Senators introduce second resolution to kill DOL 'persuader' rule

Senator Lamar Alexander (R-TN)
Senator Lamar Alexander (R-TN)

Additional lawmakers are taking steps to quash a controversial Department of Labor rule that requires employers to report any relations they have with anti-union “persuaders.”

Sens. Jeff Flake (R-AZ) and Lamar Alexander (R-TN) introduced a resolution on Friday that would permanently stop the rule from being implemented, saying it's “overtly biased” and hurts small businesses with “costly and onerous mandates.” Providers have already sided with a similar measure introduced in the House.

The DOL rule, finalized in late March, requires employers to disclose their relationships with labor consultants hired to dissuade employees from unionizing. This would include developing plans for supervisors to persuade workers, creating anti-union materials and leading seminars against forming unions or collective bargaining.

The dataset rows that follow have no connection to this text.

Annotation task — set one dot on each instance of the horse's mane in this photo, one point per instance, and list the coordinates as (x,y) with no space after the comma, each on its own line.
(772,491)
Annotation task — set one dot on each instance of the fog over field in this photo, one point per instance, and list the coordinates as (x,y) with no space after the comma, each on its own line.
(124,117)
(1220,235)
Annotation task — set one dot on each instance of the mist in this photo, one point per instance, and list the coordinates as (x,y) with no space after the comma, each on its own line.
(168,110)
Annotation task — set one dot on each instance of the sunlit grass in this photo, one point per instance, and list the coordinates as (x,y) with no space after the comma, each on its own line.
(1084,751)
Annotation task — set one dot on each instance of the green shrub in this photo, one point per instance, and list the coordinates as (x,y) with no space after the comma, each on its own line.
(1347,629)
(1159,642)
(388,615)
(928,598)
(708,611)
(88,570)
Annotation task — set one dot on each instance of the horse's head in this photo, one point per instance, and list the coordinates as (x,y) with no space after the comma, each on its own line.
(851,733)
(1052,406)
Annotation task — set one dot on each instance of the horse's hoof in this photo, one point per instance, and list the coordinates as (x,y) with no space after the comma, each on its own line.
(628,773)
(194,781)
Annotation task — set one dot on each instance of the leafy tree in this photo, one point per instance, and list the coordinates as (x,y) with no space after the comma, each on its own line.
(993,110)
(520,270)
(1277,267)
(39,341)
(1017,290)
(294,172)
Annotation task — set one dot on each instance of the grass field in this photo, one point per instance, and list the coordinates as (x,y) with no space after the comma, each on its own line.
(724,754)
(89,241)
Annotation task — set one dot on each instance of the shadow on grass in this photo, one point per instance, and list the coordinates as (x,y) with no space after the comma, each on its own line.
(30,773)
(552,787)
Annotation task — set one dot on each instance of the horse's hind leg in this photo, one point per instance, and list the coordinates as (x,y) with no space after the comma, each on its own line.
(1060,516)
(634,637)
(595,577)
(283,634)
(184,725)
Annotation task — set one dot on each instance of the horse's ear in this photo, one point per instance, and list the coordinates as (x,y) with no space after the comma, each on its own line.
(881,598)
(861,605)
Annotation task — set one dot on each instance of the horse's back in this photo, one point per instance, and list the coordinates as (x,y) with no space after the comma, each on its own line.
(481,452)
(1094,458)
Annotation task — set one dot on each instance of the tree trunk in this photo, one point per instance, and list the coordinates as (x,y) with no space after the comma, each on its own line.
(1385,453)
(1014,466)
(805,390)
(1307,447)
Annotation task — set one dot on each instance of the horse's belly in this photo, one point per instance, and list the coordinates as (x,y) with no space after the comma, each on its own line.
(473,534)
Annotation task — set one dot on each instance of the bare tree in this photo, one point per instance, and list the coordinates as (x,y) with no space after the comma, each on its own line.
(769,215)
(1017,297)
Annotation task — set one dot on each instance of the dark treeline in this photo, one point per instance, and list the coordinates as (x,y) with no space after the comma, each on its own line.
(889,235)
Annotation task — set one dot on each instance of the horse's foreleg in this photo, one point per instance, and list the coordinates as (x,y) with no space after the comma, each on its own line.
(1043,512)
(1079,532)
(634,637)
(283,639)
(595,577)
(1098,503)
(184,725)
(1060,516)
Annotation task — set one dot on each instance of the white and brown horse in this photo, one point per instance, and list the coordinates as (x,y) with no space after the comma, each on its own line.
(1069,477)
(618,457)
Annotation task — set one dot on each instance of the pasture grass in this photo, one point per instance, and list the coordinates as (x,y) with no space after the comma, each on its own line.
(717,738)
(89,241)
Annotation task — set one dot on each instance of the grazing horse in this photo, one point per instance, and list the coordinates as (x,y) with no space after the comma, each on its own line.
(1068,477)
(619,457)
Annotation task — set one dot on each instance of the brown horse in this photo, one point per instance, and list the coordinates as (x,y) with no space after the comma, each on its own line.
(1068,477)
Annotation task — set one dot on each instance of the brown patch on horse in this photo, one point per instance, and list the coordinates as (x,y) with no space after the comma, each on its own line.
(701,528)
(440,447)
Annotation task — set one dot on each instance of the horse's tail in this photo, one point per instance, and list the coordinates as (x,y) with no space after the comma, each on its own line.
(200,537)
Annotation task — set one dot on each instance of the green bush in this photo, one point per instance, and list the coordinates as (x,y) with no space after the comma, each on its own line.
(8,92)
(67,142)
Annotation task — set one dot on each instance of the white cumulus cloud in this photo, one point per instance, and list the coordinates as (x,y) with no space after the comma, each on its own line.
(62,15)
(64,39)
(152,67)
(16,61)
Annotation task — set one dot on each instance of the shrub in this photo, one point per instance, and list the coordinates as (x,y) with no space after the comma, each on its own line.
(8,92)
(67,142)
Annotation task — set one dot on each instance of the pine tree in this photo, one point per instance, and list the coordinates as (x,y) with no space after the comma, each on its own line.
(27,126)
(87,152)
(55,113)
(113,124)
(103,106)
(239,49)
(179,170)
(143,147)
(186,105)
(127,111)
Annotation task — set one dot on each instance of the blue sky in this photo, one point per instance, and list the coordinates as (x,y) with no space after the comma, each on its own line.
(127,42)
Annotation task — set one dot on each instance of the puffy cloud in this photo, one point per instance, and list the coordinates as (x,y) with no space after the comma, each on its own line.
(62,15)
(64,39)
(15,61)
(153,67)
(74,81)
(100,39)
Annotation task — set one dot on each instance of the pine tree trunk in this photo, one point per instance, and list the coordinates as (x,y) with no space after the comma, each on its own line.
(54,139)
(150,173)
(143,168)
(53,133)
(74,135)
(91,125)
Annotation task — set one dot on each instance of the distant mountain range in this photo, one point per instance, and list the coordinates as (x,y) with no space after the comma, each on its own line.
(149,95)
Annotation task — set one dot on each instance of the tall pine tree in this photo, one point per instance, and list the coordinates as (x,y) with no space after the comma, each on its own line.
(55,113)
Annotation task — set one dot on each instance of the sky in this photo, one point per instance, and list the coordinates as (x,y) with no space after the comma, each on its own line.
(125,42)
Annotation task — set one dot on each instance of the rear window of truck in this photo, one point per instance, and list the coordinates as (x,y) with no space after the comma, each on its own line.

“The administration fast-tracked the union election process so that employers are now walking a tightrope of legal obligations and prohibitions at hyperspeed — and now the administration wants to discourage employers from getting any legal advice while they try to do this,” Alexander said in a statement. “The real loser will be the worker, who will be ambushed by a union election right as his or her employer is hamstrung by this rule — and the union will steamroll right over both of them.”

The rule also infringes on the right to free speech, Flake and Alexander argue, and places a huge financial burden on small businesses. The measure is estimated to cost between $7.5 billion and $10.6 billion in compliance costs in its first year alone, and $60 billion over a 10-year period.

A similar resolution was introduced by House Rep. Bradley Byrne (R-AL) in April and quickly garnered support from the Coalition for a Democratic workplace, a group of more than 600 employers that counts the American Health Care Association, Argentum, LeadingAge Colorado and the American Hospital Association as members.

Byrne's resolution was approved by a House committee in late May and will go to the full House for consideration. Flake and Alexander's resolution was assigned to the Senate Health, Education, Labor and Pensions committee.